Data Pegawai Berdasarkan Jenjang Pendidikan

Komposisi pegawai berdasarkan jenjang pendidikan menunjukkan bahwa komposisi pegawai yang berstatus S-1 relatif dominan, yaitu mencapai 57 orang atau 47,11 % dari seluruh pegawai yang ada. Berikutnya adalah pegawai yang berpendidikan SLTA yang jumlahnya mencapai 40 orang atau 33,06 % dari seluruh pegawai yang ada. Sedangkan untuk pegawai yang bependidikan S-2 berjumlah 15 orang atau 12,40 % dari jumlah pegawai, dan pegawai yang berpendidikan S-2 ini berstatus sebagai ASN.

Pengembangan SDM (Pegawai) dilingkungan Dinas Kominfo ditempuh melalui 2 (dua) jalur pendidikan, yaitu; Pertama, melalui pendidikan formal, ditempuh dengan cara memberikan kesemapatan mengikuti pendidikan yang lebih tinggi, baik untuk tugas belajar maupun izin belajar.
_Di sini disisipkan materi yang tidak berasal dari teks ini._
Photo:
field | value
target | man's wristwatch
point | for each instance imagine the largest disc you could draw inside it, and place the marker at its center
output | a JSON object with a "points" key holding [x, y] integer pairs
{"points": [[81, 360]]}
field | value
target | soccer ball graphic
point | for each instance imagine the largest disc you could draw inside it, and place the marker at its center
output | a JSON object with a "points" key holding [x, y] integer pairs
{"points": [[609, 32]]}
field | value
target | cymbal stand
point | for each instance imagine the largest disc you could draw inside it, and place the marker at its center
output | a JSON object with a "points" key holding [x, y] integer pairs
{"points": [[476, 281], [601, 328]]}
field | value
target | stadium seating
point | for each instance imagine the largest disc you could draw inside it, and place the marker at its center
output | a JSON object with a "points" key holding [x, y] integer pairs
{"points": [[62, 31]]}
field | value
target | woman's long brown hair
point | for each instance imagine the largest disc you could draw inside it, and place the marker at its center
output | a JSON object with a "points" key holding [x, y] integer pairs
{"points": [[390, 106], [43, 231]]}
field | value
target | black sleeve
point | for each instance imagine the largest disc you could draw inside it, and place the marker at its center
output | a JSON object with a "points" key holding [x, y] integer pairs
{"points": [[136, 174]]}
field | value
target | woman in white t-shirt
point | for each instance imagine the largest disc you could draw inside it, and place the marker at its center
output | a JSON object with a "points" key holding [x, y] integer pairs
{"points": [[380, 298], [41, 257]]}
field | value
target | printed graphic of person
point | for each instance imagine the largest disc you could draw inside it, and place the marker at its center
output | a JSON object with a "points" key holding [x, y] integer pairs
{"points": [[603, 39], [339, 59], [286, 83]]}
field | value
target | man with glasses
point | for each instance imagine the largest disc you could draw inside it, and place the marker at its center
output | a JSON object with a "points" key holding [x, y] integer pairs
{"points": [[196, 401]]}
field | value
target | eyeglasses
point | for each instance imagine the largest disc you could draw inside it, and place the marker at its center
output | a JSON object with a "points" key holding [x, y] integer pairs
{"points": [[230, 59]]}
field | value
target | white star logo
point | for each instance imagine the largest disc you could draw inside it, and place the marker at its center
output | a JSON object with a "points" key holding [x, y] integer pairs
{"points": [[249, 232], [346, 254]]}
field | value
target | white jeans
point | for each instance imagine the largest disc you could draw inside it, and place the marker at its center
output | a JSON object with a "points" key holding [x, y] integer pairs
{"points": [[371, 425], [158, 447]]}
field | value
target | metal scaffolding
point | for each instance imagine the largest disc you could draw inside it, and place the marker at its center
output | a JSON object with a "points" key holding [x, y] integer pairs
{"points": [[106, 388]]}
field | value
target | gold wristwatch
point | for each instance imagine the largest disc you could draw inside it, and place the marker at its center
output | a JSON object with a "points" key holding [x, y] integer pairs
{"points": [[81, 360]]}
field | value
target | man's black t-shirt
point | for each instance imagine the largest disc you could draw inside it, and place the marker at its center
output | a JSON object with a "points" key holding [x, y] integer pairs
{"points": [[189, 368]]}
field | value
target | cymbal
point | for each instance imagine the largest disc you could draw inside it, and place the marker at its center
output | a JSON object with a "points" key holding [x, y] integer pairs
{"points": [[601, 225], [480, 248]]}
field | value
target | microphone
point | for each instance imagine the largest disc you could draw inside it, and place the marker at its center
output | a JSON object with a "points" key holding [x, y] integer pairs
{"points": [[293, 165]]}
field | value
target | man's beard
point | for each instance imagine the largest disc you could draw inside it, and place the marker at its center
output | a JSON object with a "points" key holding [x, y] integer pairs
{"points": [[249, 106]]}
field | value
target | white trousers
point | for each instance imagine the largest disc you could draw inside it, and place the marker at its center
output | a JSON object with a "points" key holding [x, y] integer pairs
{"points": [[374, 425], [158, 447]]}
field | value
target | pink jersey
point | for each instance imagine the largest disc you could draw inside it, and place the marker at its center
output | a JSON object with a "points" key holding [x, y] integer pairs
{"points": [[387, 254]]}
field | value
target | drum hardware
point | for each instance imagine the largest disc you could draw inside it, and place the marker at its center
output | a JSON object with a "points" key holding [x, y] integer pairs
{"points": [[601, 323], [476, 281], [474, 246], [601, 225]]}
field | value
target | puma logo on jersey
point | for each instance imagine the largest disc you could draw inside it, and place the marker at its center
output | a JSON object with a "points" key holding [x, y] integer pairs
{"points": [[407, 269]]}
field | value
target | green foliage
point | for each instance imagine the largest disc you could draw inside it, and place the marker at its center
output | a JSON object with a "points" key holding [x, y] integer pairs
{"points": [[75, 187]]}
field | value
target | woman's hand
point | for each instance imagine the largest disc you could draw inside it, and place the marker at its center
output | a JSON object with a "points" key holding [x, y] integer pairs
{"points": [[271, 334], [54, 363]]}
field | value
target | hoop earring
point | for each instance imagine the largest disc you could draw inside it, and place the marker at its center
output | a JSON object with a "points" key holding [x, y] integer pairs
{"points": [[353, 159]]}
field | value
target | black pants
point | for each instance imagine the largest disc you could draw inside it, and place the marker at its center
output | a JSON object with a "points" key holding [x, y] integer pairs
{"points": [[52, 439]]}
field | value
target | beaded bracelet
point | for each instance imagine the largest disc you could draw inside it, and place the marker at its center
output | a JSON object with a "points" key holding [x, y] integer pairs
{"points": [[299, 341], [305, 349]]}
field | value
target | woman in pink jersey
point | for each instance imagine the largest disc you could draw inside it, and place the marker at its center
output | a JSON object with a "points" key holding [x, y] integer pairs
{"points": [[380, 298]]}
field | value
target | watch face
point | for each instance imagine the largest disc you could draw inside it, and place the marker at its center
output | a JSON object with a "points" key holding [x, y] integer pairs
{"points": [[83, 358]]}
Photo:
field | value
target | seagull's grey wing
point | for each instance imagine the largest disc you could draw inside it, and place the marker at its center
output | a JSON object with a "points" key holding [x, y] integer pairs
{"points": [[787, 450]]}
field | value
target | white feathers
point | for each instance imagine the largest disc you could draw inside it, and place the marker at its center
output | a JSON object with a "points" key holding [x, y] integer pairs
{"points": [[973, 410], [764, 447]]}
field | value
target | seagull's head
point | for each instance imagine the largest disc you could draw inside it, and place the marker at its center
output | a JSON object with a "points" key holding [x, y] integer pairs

Kedua, pendidikan kedinasan, dimana ini berlaku untuk para ASN, sedangkan pendidikan teknis/fungsional diberikan kepada para ASN dan Tenaga Alih Daya (TAD), termasuk upaya melakukan benchmarking bagi pegawai (ASN + TAD) yang ada disetiap bidang/sekretariat.